With the global pandemic still in the spotlight, more than 200 leading health journals say climate change is an even more urgent threat.



The editors of more than 200 leading medical journals have released an unprecedented statement. They say the biggest threat to public health is climate change, not the pandemic. The editorial says rising temperatures could cause, quote, "catastrophic harm to health that will be impossible to reverse." Together, they are calling on world leaders to take immediate action. NPR's Lauren Sommer has more.

LAUREN SOMMER, BYLINE: Hurricane Ida hit hard, but most of the deaths in Louisiana caused by the storm had nothing to do with wind and rain. Several had to do with...


CYNTHIA LEE SHENG: Generator safety...

SOMMER: With the power out, many are using generators. A week after the storm, Jefferson Parish President Cynthia Lee Sheng held a public briefing.


LEE SHENG: The tragedy that we have had is that we have had more deaths post-storm 'cause of improper use of generator use and carbon monoxide poisoning.

SOMMER: It's an example of how days after the storm hit, the most vulnerable are still at risk. The parish has also been transporting residents around who need dialysis and other medical care.
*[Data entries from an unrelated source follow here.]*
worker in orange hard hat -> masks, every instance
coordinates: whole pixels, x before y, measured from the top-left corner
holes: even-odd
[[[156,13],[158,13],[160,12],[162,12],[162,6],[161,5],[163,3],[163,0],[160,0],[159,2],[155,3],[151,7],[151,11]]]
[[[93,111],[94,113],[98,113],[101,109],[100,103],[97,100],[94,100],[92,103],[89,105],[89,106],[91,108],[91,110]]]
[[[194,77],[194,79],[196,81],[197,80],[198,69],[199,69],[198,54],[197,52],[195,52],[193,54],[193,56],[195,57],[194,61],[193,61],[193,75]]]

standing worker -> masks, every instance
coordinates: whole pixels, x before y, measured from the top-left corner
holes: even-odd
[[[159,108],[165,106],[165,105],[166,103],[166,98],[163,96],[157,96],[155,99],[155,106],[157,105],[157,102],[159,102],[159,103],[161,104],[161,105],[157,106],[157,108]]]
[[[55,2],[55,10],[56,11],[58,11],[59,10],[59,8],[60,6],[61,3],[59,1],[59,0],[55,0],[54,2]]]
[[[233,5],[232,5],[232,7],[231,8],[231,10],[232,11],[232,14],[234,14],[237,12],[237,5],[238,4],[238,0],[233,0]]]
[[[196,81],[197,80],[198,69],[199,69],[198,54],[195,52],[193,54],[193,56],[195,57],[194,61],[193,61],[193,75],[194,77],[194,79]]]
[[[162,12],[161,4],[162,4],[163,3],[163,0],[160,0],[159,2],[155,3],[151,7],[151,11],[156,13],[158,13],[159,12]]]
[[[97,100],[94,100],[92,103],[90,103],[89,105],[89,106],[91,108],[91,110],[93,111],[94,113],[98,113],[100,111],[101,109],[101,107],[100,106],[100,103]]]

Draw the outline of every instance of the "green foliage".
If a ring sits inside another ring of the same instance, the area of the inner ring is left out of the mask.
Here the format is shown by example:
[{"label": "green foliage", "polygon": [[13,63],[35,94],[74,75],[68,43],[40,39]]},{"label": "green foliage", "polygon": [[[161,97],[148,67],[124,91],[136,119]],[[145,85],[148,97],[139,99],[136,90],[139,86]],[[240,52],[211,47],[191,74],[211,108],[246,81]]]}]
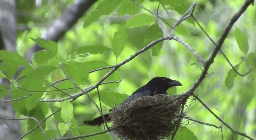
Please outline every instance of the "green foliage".
[{"label": "green foliage", "polygon": [[108,91],[101,92],[100,95],[101,101],[110,108],[113,108],[122,103],[129,97],[126,94]]},{"label": "green foliage", "polygon": [[[239,69],[240,65],[240,64],[238,64],[235,66],[234,68],[235,68],[236,70],[238,71]],[[235,78],[238,75],[237,73],[235,72],[233,68],[231,68],[229,71],[228,71],[228,76],[226,78],[226,80],[225,81],[225,85],[228,90],[231,89],[231,88],[232,88],[234,86],[234,80]]]},{"label": "green foliage", "polygon": [[[158,8],[158,4],[165,6],[175,22],[192,2],[190,0],[136,1],[158,14],[171,25],[169,17],[161,5]],[[215,1],[196,0],[197,6],[193,15],[216,41],[226,26],[227,19],[230,19],[230,14],[234,13],[242,4],[227,0],[222,1],[220,4]],[[98,111],[85,95],[76,96],[75,99],[70,97],[81,91],[77,88],[66,89],[75,86],[70,80],[63,80],[66,78],[65,75],[82,89],[90,88],[113,68],[90,71],[126,60],[164,35],[170,35],[170,27],[133,0],[101,0],[95,2],[57,43],[37,37],[45,31],[42,27],[46,26],[46,21],[54,21],[52,19],[62,15],[73,1],[49,2],[43,1],[41,6],[38,7],[34,2],[16,1],[17,11],[26,12],[17,15],[18,26],[25,25],[28,29],[17,31],[18,53],[0,51],[0,78],[9,82],[7,85],[0,85],[0,97],[2,99],[12,93],[11,99],[15,100],[10,103],[17,118],[32,117],[40,122],[54,113],[41,124],[50,139],[104,131],[102,126],[84,125],[83,121],[98,117]],[[234,33],[229,34],[222,48],[232,64],[238,64],[234,66],[238,72],[244,74],[249,69],[252,72],[244,77],[238,76],[224,57],[218,54],[208,71],[208,74],[212,74],[206,75],[195,92],[211,108],[219,109],[224,121],[230,126],[235,126],[235,130],[255,138],[256,55],[255,37],[252,35],[255,34],[256,16],[253,8],[249,6],[246,12],[248,14],[238,20],[235,25],[239,28],[233,27]],[[174,35],[186,41],[206,60],[214,45],[194,24],[192,18],[186,19],[176,27]],[[237,43],[234,43],[235,41]],[[25,54],[34,43],[44,50],[35,52],[31,62],[29,62]],[[165,76],[181,81],[182,87],[168,89],[170,95],[187,91],[204,68],[200,64],[187,48],[176,41],[166,40],[164,43],[163,41],[157,43],[149,51],[119,68],[125,76],[122,82],[98,86],[103,113],[108,113],[110,108],[122,103],[153,77]],[[17,75],[19,69],[22,70]],[[116,70],[103,82],[118,80],[122,76]],[[54,84],[54,87],[50,86],[60,80],[63,81]],[[88,93],[99,107],[96,89]],[[75,99],[70,103],[67,98]],[[187,115],[204,122],[220,124],[198,102],[188,105],[185,108],[187,109]],[[60,111],[56,111],[60,109]],[[187,120],[183,120],[182,123],[186,124]],[[175,139],[220,139],[220,129],[190,122],[186,127],[179,130]],[[21,121],[21,135],[38,124],[32,119]],[[234,137],[228,128],[223,129],[224,139],[244,138]],[[111,140],[114,136],[106,133],[80,139]],[[24,139],[47,138],[38,127]]]},{"label": "green foliage", "polygon": [[248,52],[249,45],[246,35],[238,28],[235,29],[235,37],[240,50],[246,55]]},{"label": "green foliage", "polygon": [[181,131],[178,131],[174,137],[175,140],[198,140],[194,134],[187,128],[183,128]]}]

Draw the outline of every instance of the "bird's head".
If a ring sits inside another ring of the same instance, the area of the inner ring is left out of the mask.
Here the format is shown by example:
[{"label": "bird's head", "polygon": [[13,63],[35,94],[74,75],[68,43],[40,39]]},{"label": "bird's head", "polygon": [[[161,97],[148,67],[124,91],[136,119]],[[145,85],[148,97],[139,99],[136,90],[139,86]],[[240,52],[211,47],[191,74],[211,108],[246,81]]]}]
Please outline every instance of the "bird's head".
[{"label": "bird's head", "polygon": [[158,90],[157,91],[160,93],[166,93],[167,89],[171,87],[182,86],[181,83],[178,81],[162,77],[153,78],[146,85],[155,88]]}]

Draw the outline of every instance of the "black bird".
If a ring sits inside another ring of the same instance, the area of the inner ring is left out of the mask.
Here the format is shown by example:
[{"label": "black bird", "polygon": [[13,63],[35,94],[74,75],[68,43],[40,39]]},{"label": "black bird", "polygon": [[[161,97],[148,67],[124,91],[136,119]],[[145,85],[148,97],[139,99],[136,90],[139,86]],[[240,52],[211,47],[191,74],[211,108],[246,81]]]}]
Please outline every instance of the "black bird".
[{"label": "black bird", "polygon": [[[178,81],[172,80],[166,77],[156,77],[149,81],[148,83],[139,88],[135,91],[122,104],[124,104],[145,96],[154,96],[155,94],[163,94],[167,95],[166,90],[170,88],[182,86],[180,82]],[[108,114],[104,115],[107,121],[110,121]],[[100,116],[91,121],[84,121],[84,123],[90,125],[100,125],[104,122],[102,117]]]}]

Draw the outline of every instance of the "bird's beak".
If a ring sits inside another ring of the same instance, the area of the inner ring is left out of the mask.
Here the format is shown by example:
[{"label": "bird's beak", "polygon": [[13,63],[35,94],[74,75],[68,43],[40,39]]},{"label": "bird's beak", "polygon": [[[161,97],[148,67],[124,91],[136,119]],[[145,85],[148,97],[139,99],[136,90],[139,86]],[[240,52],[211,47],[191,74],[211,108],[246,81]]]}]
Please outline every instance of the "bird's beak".
[{"label": "bird's beak", "polygon": [[173,80],[171,82],[169,83],[169,85],[170,86],[172,87],[174,86],[182,86],[182,84],[178,81]]}]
ERIC RUBIN: What people don't get is the impact that it has on health and on public health.

SOMMER: Dr. Eric Rubin is the editor-in-chief of the New England Journal of Medicine. He says public health officials see the effects of climate change every day. Wildfire smoke sends people to the ER. Heat waves are getting hotter and more frequent. They can each cause hundreds of deaths.

RUBIN: The pandemic is awful, but it is something that we have the tools to control. Climate change may be the biggest threat out there to health, to public health, to our ways of life.

SOMMER: Rubin joined the editors of more than 200 other medical journals in an editorial that's calling on wealthier nations to make bigger cuts in emissions.

RUBIN: There are things we could do, and we should be doing them right now. So I'd like this to be more of a call to action than an obituary on our planet.

SOMMER: Scientists say the world is currently not on track to avoid the worst impacts of climate change. World leaders will be gathering in November for the next round of climate talks.